FreeBSD introduced Jails in 1999.

I used my first Jail in 2001.

Docker was started over a decade later in 2013.

It’s reasonable to be confused why Jails lacks the mindshare. “Because it lacks all these other over-the-top features that we need” might be reasonable in response, except that Docker didn’t have any of these things on day 0 either.

Jails had a 14 year head start, Docker reinvents the wheel, and nor particularly well at first. Why did it succeed more than Jails did? It wasn’t because of the piss-poor native Mac support.


It seems pretty obvious that the big thing here is that most people ship apps on Linux, not on FreeBSD.


If technically best in the container space mattered, Illumos would be everywhere...


People say this a lot too, but Illumos also uses shared-kernel isolation. Linux + gVisor is probably (significantly) superior to it as far as security goes.


90%+ of Docker users aren't using gVisor; I don't disagree that it's good, but it feels like an aside.


Or z/OS


Jails are still shared-kernel isolation. Docker's reputation is mired in its earlier implementations, when it wasn't really even intended for multitenant isolation. Modern Docker, running with unprivileged containers (which is the norm), is substantially hardened. The real win over Docker is losing the shared kernel, which is what lots of people are doing, so the win to Jails is marginal.
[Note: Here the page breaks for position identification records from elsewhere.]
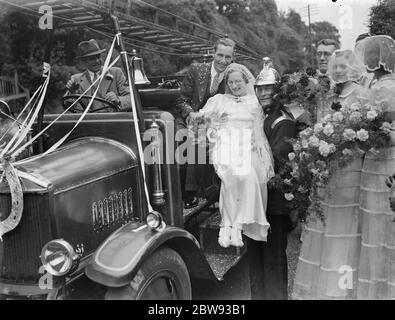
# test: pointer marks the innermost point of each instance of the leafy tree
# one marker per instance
(382, 18)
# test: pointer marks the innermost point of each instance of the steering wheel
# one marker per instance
(80, 106)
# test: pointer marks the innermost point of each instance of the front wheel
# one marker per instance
(163, 276)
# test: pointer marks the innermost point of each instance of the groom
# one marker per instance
(268, 260)
(202, 81)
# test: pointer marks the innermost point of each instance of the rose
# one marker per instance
(355, 116)
(328, 129)
(289, 196)
(347, 152)
(324, 148)
(287, 181)
(318, 128)
(306, 132)
(386, 127)
(302, 189)
(304, 156)
(328, 118)
(338, 117)
(324, 174)
(332, 147)
(362, 135)
(314, 141)
(295, 173)
(297, 146)
(349, 134)
(321, 164)
(355, 106)
(371, 115)
(314, 171)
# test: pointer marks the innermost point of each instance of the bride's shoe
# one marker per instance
(235, 238)
(224, 237)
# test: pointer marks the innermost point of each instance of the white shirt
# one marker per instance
(213, 73)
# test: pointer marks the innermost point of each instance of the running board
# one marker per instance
(222, 263)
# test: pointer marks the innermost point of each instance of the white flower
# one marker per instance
(328, 129)
(355, 116)
(318, 128)
(295, 173)
(371, 115)
(332, 147)
(297, 146)
(314, 171)
(287, 181)
(306, 132)
(338, 116)
(355, 106)
(314, 141)
(289, 196)
(328, 118)
(349, 134)
(324, 148)
(362, 135)
(347, 152)
(386, 127)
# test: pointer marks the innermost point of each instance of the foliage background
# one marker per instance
(283, 36)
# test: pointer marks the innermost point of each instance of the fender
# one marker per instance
(117, 260)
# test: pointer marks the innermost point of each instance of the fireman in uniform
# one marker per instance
(268, 260)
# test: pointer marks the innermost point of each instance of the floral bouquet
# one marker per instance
(300, 90)
(341, 137)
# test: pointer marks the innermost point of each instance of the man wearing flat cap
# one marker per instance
(113, 86)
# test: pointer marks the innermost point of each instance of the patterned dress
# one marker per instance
(330, 251)
(376, 278)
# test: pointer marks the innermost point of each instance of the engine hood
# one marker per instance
(80, 161)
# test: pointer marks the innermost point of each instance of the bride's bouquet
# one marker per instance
(334, 142)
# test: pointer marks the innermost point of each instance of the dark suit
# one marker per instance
(195, 91)
(268, 260)
(114, 80)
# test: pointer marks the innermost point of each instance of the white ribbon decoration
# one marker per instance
(106, 67)
(137, 130)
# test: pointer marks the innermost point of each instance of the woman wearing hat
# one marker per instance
(113, 86)
(268, 260)
(376, 277)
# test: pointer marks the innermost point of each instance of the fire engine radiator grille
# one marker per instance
(21, 247)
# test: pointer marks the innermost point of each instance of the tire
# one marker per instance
(163, 276)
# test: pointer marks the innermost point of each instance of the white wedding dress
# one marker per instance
(242, 159)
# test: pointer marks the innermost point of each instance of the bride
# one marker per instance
(241, 156)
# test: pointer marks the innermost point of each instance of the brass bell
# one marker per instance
(138, 71)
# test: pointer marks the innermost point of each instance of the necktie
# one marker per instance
(214, 85)
(94, 79)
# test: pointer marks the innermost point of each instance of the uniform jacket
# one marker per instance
(195, 89)
(279, 126)
(114, 81)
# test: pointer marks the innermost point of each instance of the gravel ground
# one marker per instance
(235, 286)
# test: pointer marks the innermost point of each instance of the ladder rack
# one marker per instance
(141, 24)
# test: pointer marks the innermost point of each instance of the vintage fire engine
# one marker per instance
(86, 230)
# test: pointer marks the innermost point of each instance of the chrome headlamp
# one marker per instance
(59, 258)
(155, 221)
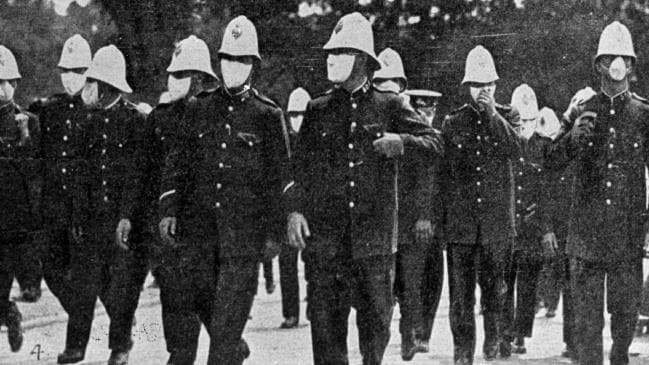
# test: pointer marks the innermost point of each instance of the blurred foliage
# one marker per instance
(548, 44)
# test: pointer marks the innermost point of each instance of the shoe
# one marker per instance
(13, 320)
(71, 356)
(550, 313)
(30, 295)
(519, 346)
(290, 322)
(118, 358)
(270, 287)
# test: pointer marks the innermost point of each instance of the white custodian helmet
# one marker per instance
(76, 53)
(109, 66)
(192, 54)
(392, 67)
(354, 31)
(298, 101)
(240, 39)
(8, 65)
(480, 67)
(615, 41)
(524, 100)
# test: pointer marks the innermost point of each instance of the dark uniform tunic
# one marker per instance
(532, 223)
(186, 274)
(477, 219)
(20, 189)
(223, 182)
(60, 149)
(109, 188)
(608, 217)
(347, 192)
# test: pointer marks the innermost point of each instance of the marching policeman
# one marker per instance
(222, 186)
(186, 273)
(108, 260)
(61, 119)
(288, 258)
(606, 138)
(535, 239)
(477, 218)
(415, 227)
(19, 189)
(344, 201)
(432, 256)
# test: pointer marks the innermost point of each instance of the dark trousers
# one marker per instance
(520, 302)
(235, 291)
(464, 261)
(418, 286)
(187, 278)
(621, 282)
(337, 285)
(288, 281)
(99, 269)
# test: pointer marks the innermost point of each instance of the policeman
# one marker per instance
(20, 188)
(476, 186)
(108, 260)
(432, 281)
(222, 185)
(535, 239)
(606, 138)
(61, 119)
(185, 272)
(345, 191)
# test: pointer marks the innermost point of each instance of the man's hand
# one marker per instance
(297, 230)
(423, 231)
(390, 145)
(550, 245)
(122, 232)
(487, 102)
(167, 228)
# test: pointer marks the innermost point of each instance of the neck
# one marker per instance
(614, 88)
(354, 82)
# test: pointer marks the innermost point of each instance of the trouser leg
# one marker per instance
(374, 303)
(288, 282)
(589, 307)
(624, 286)
(462, 281)
(235, 292)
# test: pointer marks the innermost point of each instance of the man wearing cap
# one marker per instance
(344, 200)
(288, 258)
(429, 262)
(222, 185)
(61, 118)
(19, 189)
(477, 219)
(108, 259)
(605, 136)
(535, 239)
(185, 271)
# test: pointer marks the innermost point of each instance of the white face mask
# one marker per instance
(235, 73)
(72, 82)
(339, 67)
(296, 121)
(617, 70)
(90, 93)
(7, 91)
(178, 88)
(475, 91)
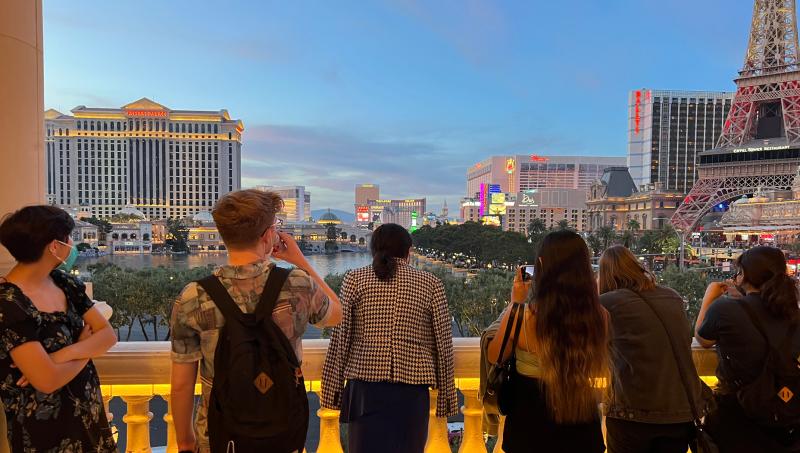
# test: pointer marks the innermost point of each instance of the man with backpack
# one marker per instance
(243, 325)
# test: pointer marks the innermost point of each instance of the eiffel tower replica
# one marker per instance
(760, 142)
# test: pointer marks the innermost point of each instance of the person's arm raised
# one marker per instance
(102, 338)
(519, 294)
(293, 255)
(42, 371)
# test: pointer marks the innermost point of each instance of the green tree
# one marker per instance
(691, 285)
(594, 243)
(177, 235)
(563, 224)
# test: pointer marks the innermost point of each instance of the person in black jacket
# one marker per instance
(763, 285)
(648, 409)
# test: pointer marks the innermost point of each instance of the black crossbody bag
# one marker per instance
(498, 380)
(705, 444)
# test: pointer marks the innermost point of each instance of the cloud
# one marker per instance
(330, 164)
(473, 27)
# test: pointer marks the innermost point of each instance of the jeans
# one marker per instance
(624, 436)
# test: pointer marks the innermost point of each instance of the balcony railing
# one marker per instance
(138, 371)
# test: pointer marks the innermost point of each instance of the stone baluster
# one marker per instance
(137, 420)
(438, 441)
(473, 440)
(498, 447)
(172, 441)
(329, 436)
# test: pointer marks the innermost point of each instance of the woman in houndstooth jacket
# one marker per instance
(395, 341)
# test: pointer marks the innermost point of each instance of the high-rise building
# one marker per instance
(296, 202)
(365, 193)
(666, 132)
(166, 163)
(407, 213)
(527, 172)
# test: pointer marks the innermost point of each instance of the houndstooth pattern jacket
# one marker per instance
(397, 330)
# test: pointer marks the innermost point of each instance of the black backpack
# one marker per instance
(773, 398)
(258, 399)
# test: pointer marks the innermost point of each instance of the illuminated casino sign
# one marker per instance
(760, 148)
(147, 113)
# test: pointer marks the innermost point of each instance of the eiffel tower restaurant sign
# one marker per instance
(759, 147)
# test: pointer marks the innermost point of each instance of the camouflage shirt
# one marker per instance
(196, 320)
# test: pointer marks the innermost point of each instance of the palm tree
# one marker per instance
(563, 224)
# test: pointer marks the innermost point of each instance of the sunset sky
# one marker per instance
(406, 94)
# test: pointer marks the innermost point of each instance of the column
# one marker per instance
(329, 436)
(22, 173)
(438, 441)
(172, 441)
(138, 419)
(473, 441)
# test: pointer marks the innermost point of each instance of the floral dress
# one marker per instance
(71, 419)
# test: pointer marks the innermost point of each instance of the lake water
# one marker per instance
(324, 264)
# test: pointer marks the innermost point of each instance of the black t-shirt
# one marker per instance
(741, 348)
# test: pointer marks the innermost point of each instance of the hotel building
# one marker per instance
(166, 163)
(667, 130)
(296, 202)
(520, 173)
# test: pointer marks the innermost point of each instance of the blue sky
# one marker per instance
(405, 93)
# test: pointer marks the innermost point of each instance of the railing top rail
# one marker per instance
(148, 362)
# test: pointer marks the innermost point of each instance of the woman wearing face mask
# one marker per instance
(49, 333)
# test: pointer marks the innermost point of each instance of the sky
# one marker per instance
(406, 94)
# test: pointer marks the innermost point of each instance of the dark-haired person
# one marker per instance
(763, 285)
(49, 332)
(395, 341)
(648, 410)
(561, 354)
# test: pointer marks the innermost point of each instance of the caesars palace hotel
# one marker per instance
(166, 163)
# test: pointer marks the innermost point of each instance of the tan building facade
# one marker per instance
(167, 163)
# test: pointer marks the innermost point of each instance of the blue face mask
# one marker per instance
(69, 261)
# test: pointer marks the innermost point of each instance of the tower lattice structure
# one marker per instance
(764, 118)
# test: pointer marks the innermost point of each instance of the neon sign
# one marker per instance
(147, 113)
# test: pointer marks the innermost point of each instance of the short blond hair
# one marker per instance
(242, 217)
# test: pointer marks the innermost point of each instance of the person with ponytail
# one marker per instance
(762, 287)
(562, 355)
(394, 343)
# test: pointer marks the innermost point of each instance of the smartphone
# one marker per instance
(527, 272)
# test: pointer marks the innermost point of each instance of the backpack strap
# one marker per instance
(221, 298)
(272, 290)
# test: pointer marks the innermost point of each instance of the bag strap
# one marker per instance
(272, 290)
(509, 326)
(681, 368)
(221, 298)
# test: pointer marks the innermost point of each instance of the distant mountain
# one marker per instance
(345, 217)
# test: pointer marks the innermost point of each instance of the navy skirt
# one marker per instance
(530, 428)
(385, 417)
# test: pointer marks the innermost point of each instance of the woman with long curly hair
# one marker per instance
(562, 354)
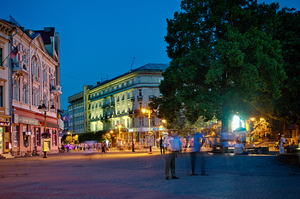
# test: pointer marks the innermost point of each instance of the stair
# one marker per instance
(6, 156)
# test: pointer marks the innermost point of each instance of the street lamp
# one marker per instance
(148, 111)
(45, 109)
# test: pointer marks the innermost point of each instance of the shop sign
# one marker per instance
(49, 125)
(156, 129)
(4, 123)
(24, 120)
(60, 123)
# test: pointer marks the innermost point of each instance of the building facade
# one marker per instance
(6, 31)
(116, 105)
(33, 69)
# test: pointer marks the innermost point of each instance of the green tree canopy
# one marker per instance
(287, 107)
(222, 58)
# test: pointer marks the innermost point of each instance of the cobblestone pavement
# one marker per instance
(141, 175)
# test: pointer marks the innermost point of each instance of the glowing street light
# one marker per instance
(46, 135)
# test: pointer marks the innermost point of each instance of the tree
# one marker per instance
(222, 57)
(261, 129)
(287, 107)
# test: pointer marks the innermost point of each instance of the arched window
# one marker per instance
(25, 93)
(45, 75)
(16, 89)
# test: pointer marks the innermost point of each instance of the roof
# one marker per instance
(46, 34)
(148, 67)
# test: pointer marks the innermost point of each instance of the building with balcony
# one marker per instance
(33, 66)
(6, 31)
(119, 102)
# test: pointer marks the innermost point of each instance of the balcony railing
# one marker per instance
(20, 68)
(140, 98)
(151, 97)
(55, 89)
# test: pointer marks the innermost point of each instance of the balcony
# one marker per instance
(45, 84)
(140, 98)
(112, 104)
(20, 68)
(55, 89)
(35, 79)
(151, 97)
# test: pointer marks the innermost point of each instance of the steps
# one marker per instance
(6, 156)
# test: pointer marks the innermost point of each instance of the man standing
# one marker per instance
(175, 146)
(161, 144)
(196, 148)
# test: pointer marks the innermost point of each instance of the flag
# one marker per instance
(14, 53)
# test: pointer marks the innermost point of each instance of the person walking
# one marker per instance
(161, 145)
(198, 142)
(175, 146)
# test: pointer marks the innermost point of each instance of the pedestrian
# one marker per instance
(161, 145)
(239, 148)
(281, 147)
(198, 143)
(175, 147)
(103, 147)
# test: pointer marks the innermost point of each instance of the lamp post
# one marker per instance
(45, 109)
(148, 111)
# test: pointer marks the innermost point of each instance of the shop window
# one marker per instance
(15, 136)
(1, 96)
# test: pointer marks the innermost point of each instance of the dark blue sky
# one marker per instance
(102, 36)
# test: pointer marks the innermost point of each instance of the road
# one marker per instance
(141, 175)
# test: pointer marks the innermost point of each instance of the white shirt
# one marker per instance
(238, 148)
(175, 144)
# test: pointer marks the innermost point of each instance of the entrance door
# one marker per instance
(1, 140)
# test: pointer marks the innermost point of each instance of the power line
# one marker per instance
(76, 78)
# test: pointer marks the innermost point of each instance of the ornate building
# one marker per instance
(33, 67)
(115, 105)
(6, 31)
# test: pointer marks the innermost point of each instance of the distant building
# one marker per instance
(119, 101)
(33, 66)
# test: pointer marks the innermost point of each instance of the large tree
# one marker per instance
(222, 56)
(287, 107)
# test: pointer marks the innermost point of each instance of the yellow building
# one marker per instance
(115, 105)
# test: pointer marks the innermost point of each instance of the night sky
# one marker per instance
(98, 39)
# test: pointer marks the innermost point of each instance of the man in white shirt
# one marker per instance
(239, 148)
(175, 147)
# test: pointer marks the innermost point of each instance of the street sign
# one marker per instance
(150, 140)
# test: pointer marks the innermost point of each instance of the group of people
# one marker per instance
(174, 144)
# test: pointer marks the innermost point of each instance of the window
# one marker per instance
(150, 91)
(38, 136)
(16, 136)
(1, 56)
(152, 121)
(45, 75)
(16, 89)
(25, 93)
(54, 138)
(1, 96)
(141, 119)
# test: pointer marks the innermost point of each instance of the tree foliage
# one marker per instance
(222, 57)
(287, 107)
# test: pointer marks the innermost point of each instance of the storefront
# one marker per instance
(27, 134)
(5, 141)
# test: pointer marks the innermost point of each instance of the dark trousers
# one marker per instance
(193, 161)
(162, 150)
(170, 163)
TrueNAS exposed me to FreeBSD jails but what put me off is that there does not seem to be an equivalent of "docker build".

Jails seem to be treated like OpenVZ containers in the Linux world: a lighter alternative to virtual machines, not a way to build and distribute applications like Docker.

This is just my take after playing a few hours with jails, I would happily be proven wrong.


Heretics! Vicitimizing all the Fashionistas! Where would be the fun of endless shiny new things? The thrill of employing l33t google skillz to find just another solution to cut&paste in haste, with no wasted time reading boring old style manuals and documentation. Attention deficit is the hottest shit! Deal with it!